I recently had a discussion with @headguruteacher (whom I massively respect!) about recent trends in education and my concerns over the increase in traditionalism/Conservatism. I argued that traditionalism (in teaching) and Conservatism are connected:
Conservatism is any political philosophy that favours tradition (in the sense of various religious, cultural, or nationally-defined beliefs and customs) in the face of external forces for change, and is critical of proposals for radical social change. Some Conservatives seek to preserve the status quo or to reform society slowly, while others seek to return to the values of an earlier time.
I argue that teaching is certainly political. While it is true that a teaching ideology may cross various political ideologies, it feels to me that many traditionalist teachers share many elements of Conservative (Thatcherite) ideologies, in particular the view that one should have automatic respect for authority.
So what does Tom mean when he says: 'I’m fairly trad in my approach.' What do I mean when I talk about traditional teaching?

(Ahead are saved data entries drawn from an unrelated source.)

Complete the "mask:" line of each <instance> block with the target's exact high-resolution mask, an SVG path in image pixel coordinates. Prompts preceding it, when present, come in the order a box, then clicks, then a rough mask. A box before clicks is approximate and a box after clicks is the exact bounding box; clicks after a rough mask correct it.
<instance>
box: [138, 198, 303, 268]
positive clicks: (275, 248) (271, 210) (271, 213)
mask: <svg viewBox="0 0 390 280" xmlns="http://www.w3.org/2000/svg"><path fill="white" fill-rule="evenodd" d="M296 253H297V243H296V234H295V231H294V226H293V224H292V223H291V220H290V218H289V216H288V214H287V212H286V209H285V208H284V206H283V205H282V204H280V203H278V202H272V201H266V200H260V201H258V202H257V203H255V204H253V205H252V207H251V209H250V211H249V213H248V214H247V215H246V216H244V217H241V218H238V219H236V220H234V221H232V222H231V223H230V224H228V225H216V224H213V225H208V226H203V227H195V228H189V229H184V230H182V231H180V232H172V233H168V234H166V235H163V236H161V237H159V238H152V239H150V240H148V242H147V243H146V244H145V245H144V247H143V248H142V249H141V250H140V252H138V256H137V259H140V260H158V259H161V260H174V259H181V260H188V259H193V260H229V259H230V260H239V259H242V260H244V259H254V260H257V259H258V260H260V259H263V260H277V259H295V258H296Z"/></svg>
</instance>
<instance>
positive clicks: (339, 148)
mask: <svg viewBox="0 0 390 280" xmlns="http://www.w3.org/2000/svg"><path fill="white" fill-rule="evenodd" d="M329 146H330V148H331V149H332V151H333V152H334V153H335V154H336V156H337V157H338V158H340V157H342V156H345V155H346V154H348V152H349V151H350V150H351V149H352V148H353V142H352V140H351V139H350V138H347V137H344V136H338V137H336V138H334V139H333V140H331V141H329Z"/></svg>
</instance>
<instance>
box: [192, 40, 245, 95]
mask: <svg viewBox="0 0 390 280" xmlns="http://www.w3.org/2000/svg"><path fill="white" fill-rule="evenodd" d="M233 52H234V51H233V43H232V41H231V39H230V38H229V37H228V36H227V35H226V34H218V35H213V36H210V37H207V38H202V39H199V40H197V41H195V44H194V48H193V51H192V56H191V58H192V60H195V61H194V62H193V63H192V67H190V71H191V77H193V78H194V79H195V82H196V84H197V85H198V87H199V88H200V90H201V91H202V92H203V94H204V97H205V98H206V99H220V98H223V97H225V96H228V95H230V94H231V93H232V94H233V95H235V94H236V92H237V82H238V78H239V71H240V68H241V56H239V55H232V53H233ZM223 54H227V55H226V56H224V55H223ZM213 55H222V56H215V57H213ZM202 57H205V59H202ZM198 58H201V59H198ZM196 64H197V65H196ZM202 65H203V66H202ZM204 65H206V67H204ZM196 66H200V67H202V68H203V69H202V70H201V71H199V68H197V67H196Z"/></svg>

I think we may, crucially, have different meanings:
For me, traditional teaching is not about a given pedagogical approach, such as teacher-talk, nor is it about the teacher as authority on their subject. I agree with Tom when he says:
It is not about a transmissionist view of learning; I agree that a teacher can and should stand at the front of a room and explain things to students (along with a range of other pedagogical approaches).
So what do I mean when I talk about traditional teaching? For me, traditional teaching is about traditional values, about maintaining and reinforcing the social order. It is about authority and control. It is about students deferring to the authority of the teacher and the institution.
For me, traditional teaching is about the teacher as 'Father and Judge'. It is about the teacher controlling who gets to speak and when, as the sole arbiter of what is (morally and factually) right and wrong.
For me, traditional teaching is about denying students agency, denying them freedom. It manifests in pedagogies that constrict the movements of their limbs and insist that their eyes follow the teacher around the room. It is the ethos of no-excuses. It is about discipline and punishment. This will almost certainly result in resentment, and confirm the already-disaffected child’s position as the inferior Other.
For me, traditional teaching, as I understand it, is the de-humanization of education, the regulation of the child, the managerialism that currently governs our schools.
At best, it is the benevolent paternalism of One-nation Conservatism. At worst, it is the (political?) belief that giving a detention to a seriously underprivileged (poor?) child without a pencil will eradicate what Margaret Thatcher called the ‘dependency culture’.